Imaginaos un duende. O un enano delgaducho de rostro estrecho, nariz hundida y barbilla puntiaguda, amén de unos patrones estrellados en el iris. Una especie de duendecillo o un gnomo, que resulta un total incompetente para tareas normales pero que es un conversador extrañamente fluido y remilgado. Un pedante patológico que es incapaz de atarse los zapatos.
Son personas que existen, y sufren el síndrome de Williams.
El origen del síndrome de Williams es un fallo genético en el cromosoma 7. Los niños que lo padecen poseen capacidades cognitivas reducidas (su cociente intelectual suele estar alrededor de 60) y acostumbran a tener una coordinación mano-ojo limitada. Lo de llamarlos duendes no es un insulto: los médicos reconocen a estos niños en primera instancia porque sus característicos rasgos faciales recuerdan a elfos.
El síndrome de Williams también proporciona capacidades que resultan sobrehumanas. Por ejemplo, una fluidez verbal extraordinaria, incluso en niños muy pequeños. Una fluidez que les permite usar palabras extrañamente cultas o infrecuentes, y que les obliga a hablar y hablar sin parar.
También hay algunos niños con síndrome de Williams que tienen capacidades a lo normal en el ámbito de la inteligencia social: perciben mejor las expresiones faciales de las otras personas. Y también los hay que se desenvuelven por encima de la media con la música, tal y como explica magistralmente el neurólogo Oliver Sacks en su libro Musicofilia, catalogándolos de “especie hipermusical” cuando conoció algunos casos en un campamento de verano de personas con el síndrome de Williams:
Todos parecían extraordinariamente sociables y curiosos, y aunque no conocía a ninguno de ellos, al instante me saludaron con la mayor cordialidad y familiaridad, como si fuera un viejo amigo o un tío suyo, y no un desconocido. Se los veía locuaces y efusivos, me preguntaron por el viaje, si tenía familia, cuáles eran mis colores y mi música favorita. Ninguno de ellos se mostró retraído, e incluso los más pequeños, de una edad en la que casi todos los niños son tímidos o se cohíben delante de los extraños, se me acercaban, me cogían de la mano, me miraban intensamente a los ojos y charlaban conmigo con una desenvoltura impropia de su edad.

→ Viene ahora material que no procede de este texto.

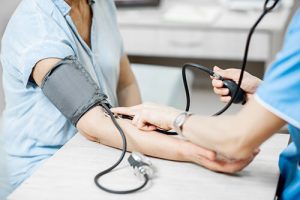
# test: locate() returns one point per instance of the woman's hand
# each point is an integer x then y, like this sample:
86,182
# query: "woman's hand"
150,116
249,85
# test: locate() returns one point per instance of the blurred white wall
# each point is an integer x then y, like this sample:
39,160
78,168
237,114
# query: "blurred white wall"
6,9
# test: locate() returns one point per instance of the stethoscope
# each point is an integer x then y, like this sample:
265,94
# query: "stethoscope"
141,164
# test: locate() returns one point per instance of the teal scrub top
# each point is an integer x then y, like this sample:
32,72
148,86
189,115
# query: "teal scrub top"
280,94
33,129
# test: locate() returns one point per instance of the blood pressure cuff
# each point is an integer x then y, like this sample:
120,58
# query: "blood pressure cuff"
72,90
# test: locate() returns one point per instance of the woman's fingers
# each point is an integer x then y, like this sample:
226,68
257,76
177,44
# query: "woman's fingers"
225,99
221,91
217,83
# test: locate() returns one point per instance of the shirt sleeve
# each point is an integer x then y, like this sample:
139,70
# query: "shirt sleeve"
280,91
32,37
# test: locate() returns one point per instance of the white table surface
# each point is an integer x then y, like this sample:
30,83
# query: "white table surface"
69,175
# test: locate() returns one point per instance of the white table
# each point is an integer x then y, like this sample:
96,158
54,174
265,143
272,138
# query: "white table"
69,175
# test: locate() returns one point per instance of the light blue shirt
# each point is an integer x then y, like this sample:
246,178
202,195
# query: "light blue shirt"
280,94
33,128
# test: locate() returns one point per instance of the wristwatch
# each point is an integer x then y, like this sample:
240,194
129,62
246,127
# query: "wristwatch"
179,121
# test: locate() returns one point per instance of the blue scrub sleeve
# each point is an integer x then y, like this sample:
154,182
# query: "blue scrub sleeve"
280,91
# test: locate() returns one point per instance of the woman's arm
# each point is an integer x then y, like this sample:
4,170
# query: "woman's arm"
95,126
128,90
235,137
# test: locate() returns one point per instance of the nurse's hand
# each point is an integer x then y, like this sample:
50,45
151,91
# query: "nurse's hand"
249,85
150,116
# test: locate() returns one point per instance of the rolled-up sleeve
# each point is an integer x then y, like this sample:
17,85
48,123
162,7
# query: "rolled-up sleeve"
280,92
34,37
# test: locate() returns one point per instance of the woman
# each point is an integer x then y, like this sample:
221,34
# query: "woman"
40,34
275,103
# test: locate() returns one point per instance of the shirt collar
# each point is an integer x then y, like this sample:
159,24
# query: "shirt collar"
64,7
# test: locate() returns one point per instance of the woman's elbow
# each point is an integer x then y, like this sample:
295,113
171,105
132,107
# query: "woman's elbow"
238,149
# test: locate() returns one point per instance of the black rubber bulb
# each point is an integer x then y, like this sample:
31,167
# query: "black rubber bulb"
232,86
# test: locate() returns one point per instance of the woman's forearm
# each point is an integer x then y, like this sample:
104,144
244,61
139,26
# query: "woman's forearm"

Como explica Christopher Drösser en su libro La seducción de la música, muchos de esos niños también poseían habilidades musicales fabulosas, y empleaban esas habilidades para favorecer el contacto social, para construir vínculos. A veces, incluso de forma un tanto exagerada: en opinión de David Huron, de la Universidad del Estado de Ohio, si el autismo trata de la incapacidad de establecer contacto emocional con otras personas, el síndrome de Williams trata de lo contrario: de la incapacidad de establecer la distancia sana.
Pero volvamos a la música, en palabras de Drösser, a propósito de un experimento de Daniel Levitin con personas con síndrome de Williams a las que les hizo escuchar música mientras escaneaba su cerebro:
Llegó a la conclusión de que se les activaba una parte del cerebro más grande que a las personas sanas normales. La expresión con la que Levintin resume su hallazgo es la siguiente: “Su cerebro tarareaba”.
Para que podáis entender el contraste entre unas y otras habilidades de un aquejado por síndrome de Williams, nada como la descripción que hace Thomas Anderson de Gloria Lenhoff en su libro El poder de la neurodiversidad:
una mujer de unos cincuenta años, de estatura pequeña (un metro y medio), que lleva gafas, tiene una nariz de duende, ojos hinchados y una boca grande. Al caminar, se apoya en la base de los pies. No puede cambiar un dólar, no puede restar siete de quince, distinguir la izquierda de la derecha, no puede cruzar sola la calle, ni escribir su nombre legiblemente. Su coeficiente intelectual es de cincuenta y cinco. Pero puede cantar ópera en veinticinco idiomas diferentes, entre ellos el chino. (…) No puede leer una partitura, pero canta, toca el acordeón y tiene oído absoluto. Sólo necesita escuchar una o dos veces una pieza musical para recordarla íntegramente. Como resultado, tiene un repertorio de miles de canciones.
Este trastorno genético afecta a 1 de cada 75.000 nacimientos. El volumen cerebral total de una persona con síndrome de Williams es un 80 % del normal, parecen tener un neocerebelo (considerado importante para el movimiento, las habilidades motoras y el lenguaje) relativamente grande, así como lóbulos frontales y un sistema límbico normales, un mayor córtex de audición primario, y una zona adyacente, conocida como planum temporal (se cree que es importante tanto para el lenguaje como para la música), más grande de lo habitual.